The Iranian ground jay (Podoces pleskei) or Pleske's ground jay, is a species of bird in the family Corvidae. It is endemic to Iran where it is known as zaghbur in Persian. The species is named after Russian zoologist Theodor Pleske.

== Description ==
Around 24 cm in length, with sandy beige feathers on the back, neck and upperparts, fading to off-white around the throat and breast. A black patch in the center of their throat, and black lores and tail feathers. In flight, primaries are white, with black tips, secondaries are also black with white on tips. Median coverts are striped black and white, while the remaining coverts are beige. They have a slim, decurved bill.

== Distribution and habitat ==

The Iranian ground jay is endemic to Iran, primarily inhabiting desert and semi-desert areas across the central plateau. It has been recorded in provinces including Yazd, Kerman, Semnan, Esfahan, Fars, Sistan and Baluchestan, and South Khorasan. The birds are usually found at elevations between 800 and 1900 meters above sea level. Habitat loss due to overgrazing, cutting of shrubs, and agricultural expansion as well as climate changes, are the major threats to its population.

== Behaviour ==

The bird is a terrestrial and monogamous species, adapted to arid environments. It is known for its fast running, erratic movements, and the ability to climb shrubs for foraging and nesting. Pairs maintain breeding territories, and both sexes contribute to nest defense, although the female is primarily responsible for incubation.

=== Breeding ===
Breeding typically occurs between February and early May, with nests built 30–80 cm above ground in dense shrubs such as Atraphaxis spinosa, Ephedra intermedia, and Zygophyllum eurypterum.
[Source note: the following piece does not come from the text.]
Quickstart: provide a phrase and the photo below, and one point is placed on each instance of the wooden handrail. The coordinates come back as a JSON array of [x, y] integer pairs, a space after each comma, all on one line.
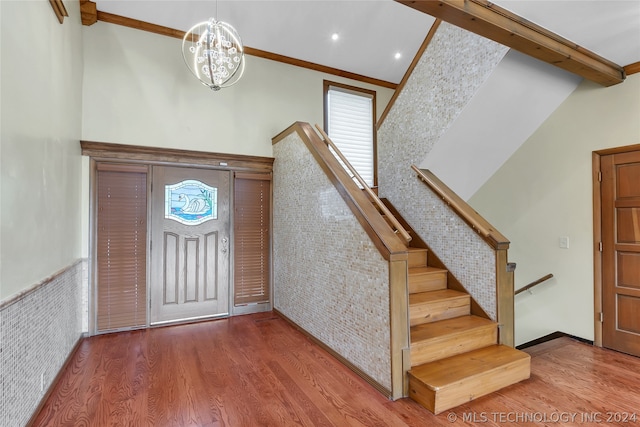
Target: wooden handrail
[[398, 228], [534, 283], [388, 242], [462, 209]]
Clutches usually contain 3–6 eggs in cooler climates, but sometimes as few as one in hotter climates, with an average incubation period of 17–19 days. The eggs are cream-colored with light brown spots, and they are about 30 mm long and 21 mm wide. The nest is typically occupied by the mother, although both parents guard the nest and defend using distraction. Chicks fledge 15–18 days after hatching. Overall survival rate, as calculated with the Mayfield method, varies from around 13% near Mehriz to 36% in the Touran Wildlife Refuge, but most chicks survive to fledging.

=== Vocalizations ===
Vocalizations are important in the species' communication and territorial displays. The Iranian ground jay produces a variety of calls, including a distinctive slow trill composed of long, high-pitched elements. Comparative vocal studies support the classification of the Iranian ground jay and its relatives in the genus Podoces, distinguishing them from the Eupodoces group, which includes the Mongolian ground jay and Xinjiang ground jay.

=== Feeding ===
Forages on the ground during the morning and evenings. Usually docile and skittish, however have been observed trying to grab food from hands. The Iranian ground jay is omnivorous, feeding on beetles, weevils, termites in the spring and summer, and in the winter and autumn, seeds and grain.

== In culture ==
In some parts of Iran, including Turan National Park, the Iranian ground jay is colloquially known as Ahmagh Davan (Persian: ااحمق دوان), meaning "the running fool," derived from their fast, erratic running movements and elusive behavior.